Track 2 Speakers
May 27, 10:40-11:30
AI in a Healthcare Setting: Opportunities and Risks
Join Lia Sana, Senior Information Security Architect and Mahtab Rae, Information Security Architect, Fraser Health Authority, as they delve into the application of Artificial Intelligence (AI) in healthcare settings, with a particular emphasis on its governance and control. They will discuss the transformative potential of AI in revolutionizing healthcare delivery, diagnosis, and patient care, as well as, explore the critical aspect of governance and control mechanisms necessary to ensure the ethical and responsible use of AI in this sensitive sector.
This presentation will illustrate the Healthcare AI applications with real-world use cases, demonstrating how AI can be leveraged to improve patient outcomes, streamline operations, and enhance decision-making processes in healthcare. These examples will provide a practical perspective on the integration of AI in healthcare, making the discussion more relatable and comprehensible. In addition, the presentation will address the associated risks of AI application in healthcare, such as data privacy concerns, potential bias in AI algorithms, and the need for human oversight. It will underscore the importance of robust internal control systems to mitigate these risks and ensure the safe and effective use of AI.
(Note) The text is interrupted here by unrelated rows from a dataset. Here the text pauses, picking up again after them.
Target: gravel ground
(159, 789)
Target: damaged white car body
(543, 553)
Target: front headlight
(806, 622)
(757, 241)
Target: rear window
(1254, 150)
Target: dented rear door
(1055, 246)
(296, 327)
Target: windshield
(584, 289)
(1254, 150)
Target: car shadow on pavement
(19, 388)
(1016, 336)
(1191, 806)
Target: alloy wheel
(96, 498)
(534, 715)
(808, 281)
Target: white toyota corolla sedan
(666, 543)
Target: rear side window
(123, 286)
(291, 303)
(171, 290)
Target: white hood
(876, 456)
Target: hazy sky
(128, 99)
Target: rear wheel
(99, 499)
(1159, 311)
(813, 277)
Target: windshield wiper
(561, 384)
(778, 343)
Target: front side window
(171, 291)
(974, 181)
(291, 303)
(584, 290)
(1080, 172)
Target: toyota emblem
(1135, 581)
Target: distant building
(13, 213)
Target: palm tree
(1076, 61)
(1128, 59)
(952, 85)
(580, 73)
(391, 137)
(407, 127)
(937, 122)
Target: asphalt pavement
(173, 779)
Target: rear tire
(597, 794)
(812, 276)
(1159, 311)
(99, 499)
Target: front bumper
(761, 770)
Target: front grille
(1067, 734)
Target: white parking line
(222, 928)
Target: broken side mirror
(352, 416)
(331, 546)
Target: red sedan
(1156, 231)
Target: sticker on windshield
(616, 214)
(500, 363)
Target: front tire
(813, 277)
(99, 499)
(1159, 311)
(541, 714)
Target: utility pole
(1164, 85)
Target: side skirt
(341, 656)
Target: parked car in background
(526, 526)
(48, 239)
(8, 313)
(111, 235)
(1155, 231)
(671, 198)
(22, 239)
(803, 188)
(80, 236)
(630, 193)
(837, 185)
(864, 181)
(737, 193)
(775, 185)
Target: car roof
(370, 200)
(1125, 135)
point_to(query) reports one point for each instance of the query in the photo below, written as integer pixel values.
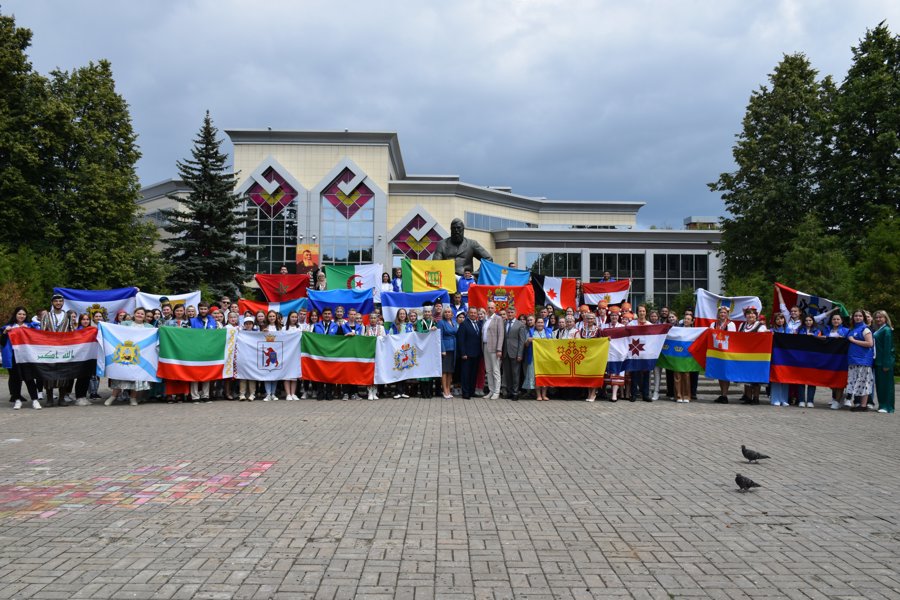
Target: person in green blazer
(884, 361)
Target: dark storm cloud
(572, 100)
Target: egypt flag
(109, 302)
(267, 355)
(519, 298)
(355, 277)
(807, 303)
(809, 360)
(361, 300)
(678, 350)
(741, 356)
(493, 274)
(570, 362)
(50, 355)
(558, 291)
(428, 275)
(347, 359)
(614, 292)
(195, 354)
(708, 305)
(282, 308)
(279, 288)
(128, 353)
(391, 302)
(635, 347)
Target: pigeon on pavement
(751, 455)
(745, 483)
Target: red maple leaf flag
(558, 291)
(280, 288)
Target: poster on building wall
(307, 258)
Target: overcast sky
(570, 99)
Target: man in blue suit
(468, 347)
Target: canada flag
(558, 291)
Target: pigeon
(751, 455)
(745, 483)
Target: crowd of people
(485, 352)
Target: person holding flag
(752, 324)
(723, 323)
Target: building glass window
(348, 223)
(622, 266)
(673, 273)
(271, 242)
(554, 264)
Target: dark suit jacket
(468, 339)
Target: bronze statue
(460, 248)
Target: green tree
(780, 160)
(207, 227)
(92, 187)
(817, 263)
(865, 172)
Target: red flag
(518, 297)
(279, 288)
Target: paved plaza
(447, 499)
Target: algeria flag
(355, 277)
(195, 354)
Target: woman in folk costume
(590, 330)
(884, 361)
(723, 323)
(58, 320)
(860, 379)
(138, 387)
(752, 324)
(19, 318)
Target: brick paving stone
(446, 499)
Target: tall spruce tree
(780, 155)
(206, 229)
(865, 173)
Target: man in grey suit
(515, 336)
(492, 337)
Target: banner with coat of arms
(407, 356)
(267, 355)
(128, 353)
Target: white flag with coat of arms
(267, 355)
(127, 353)
(407, 356)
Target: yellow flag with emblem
(570, 363)
(428, 275)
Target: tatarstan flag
(428, 275)
(570, 362)
(194, 354)
(278, 288)
(338, 358)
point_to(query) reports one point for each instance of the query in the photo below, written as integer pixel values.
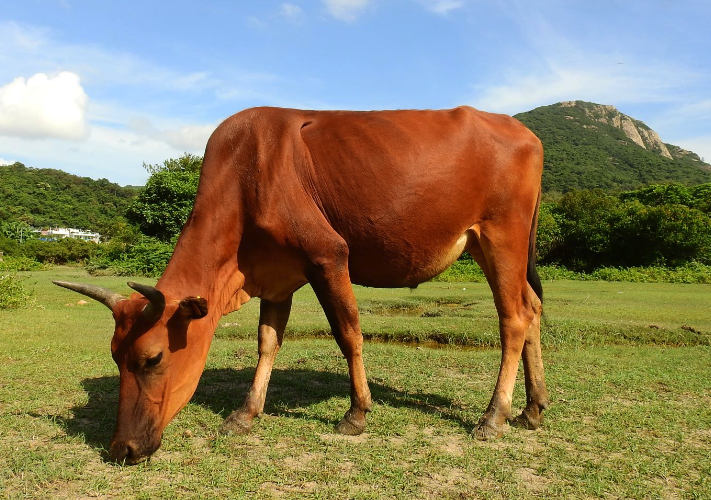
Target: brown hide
(387, 199)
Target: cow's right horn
(107, 297)
(156, 300)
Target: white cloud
(44, 106)
(187, 138)
(346, 10)
(290, 10)
(442, 7)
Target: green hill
(591, 146)
(42, 197)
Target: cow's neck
(204, 262)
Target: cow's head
(160, 360)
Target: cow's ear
(193, 307)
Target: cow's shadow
(223, 390)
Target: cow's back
(403, 187)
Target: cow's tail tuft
(531, 273)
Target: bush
(20, 264)
(59, 252)
(148, 257)
(12, 294)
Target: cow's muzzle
(130, 453)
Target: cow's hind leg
(536, 393)
(503, 258)
(330, 280)
(272, 322)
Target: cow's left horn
(107, 297)
(155, 297)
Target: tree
(163, 206)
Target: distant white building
(58, 233)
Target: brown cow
(330, 198)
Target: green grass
(631, 412)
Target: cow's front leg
(272, 322)
(330, 280)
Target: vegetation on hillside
(583, 153)
(43, 197)
(584, 234)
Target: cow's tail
(531, 273)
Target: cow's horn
(156, 299)
(107, 297)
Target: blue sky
(97, 88)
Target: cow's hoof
(486, 430)
(237, 423)
(528, 419)
(350, 426)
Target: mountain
(591, 146)
(45, 197)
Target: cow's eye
(151, 362)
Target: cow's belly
(406, 265)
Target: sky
(98, 88)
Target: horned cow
(289, 197)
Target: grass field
(628, 368)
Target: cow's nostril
(123, 452)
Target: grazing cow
(330, 198)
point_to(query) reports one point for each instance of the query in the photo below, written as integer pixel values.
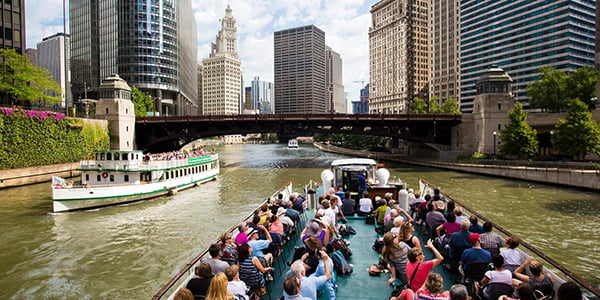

Drawing from industry standards and generally accepted responsible AI practices, the presentation will provide a comprehensive overview of the current best practices in AI governance. It will offer insights into how these practices can be adopted and adapted in a healthcare setting to ensure that AI is used responsibly and ethically.
Mahtab rae
Mahtab worked in many capacities through her professional life. She holds a B.Sc. and M.Sc. in Biomedical Engineering, focused on clinical data modeling and R&D. She worked as Neuroscience researcher, designing clinical experimentations and trials, clinical data collection, data analysis, system modelling, and machine learning. She also holds a B.Sc. in Computing Science - AI major, and worked as an Agile Software Developer in tech industry prior joining Fraser Health as an Information Security Architect, leading Medical Devices Security and security of AI driven projects.
lia sana
Lia is an information security professional with more than 10 years of experience in governance, risk management and compliance, cloud security, Identity and access management, and security audits. In her current role as the Senior Information Security Architect at Fraser Health Authority, Lia leads a team of dedicated security experts focused on defining and building layers of security to protect sensitive patient information and integrate security standards into business processes across the organization.
May 27, 11:40-12:30
The Fault in Our Metrics: Rethinking How We Measure Detection and Response
Your metrics are boring and dangerous. Recycled slides with meaningless counts of alerts, incidents, true and false positives… SNOOZE. Even worse, it’s motivating your team to distort the truth and subvert progress. This talk is your wake-up call to rethink your detection and response metrics.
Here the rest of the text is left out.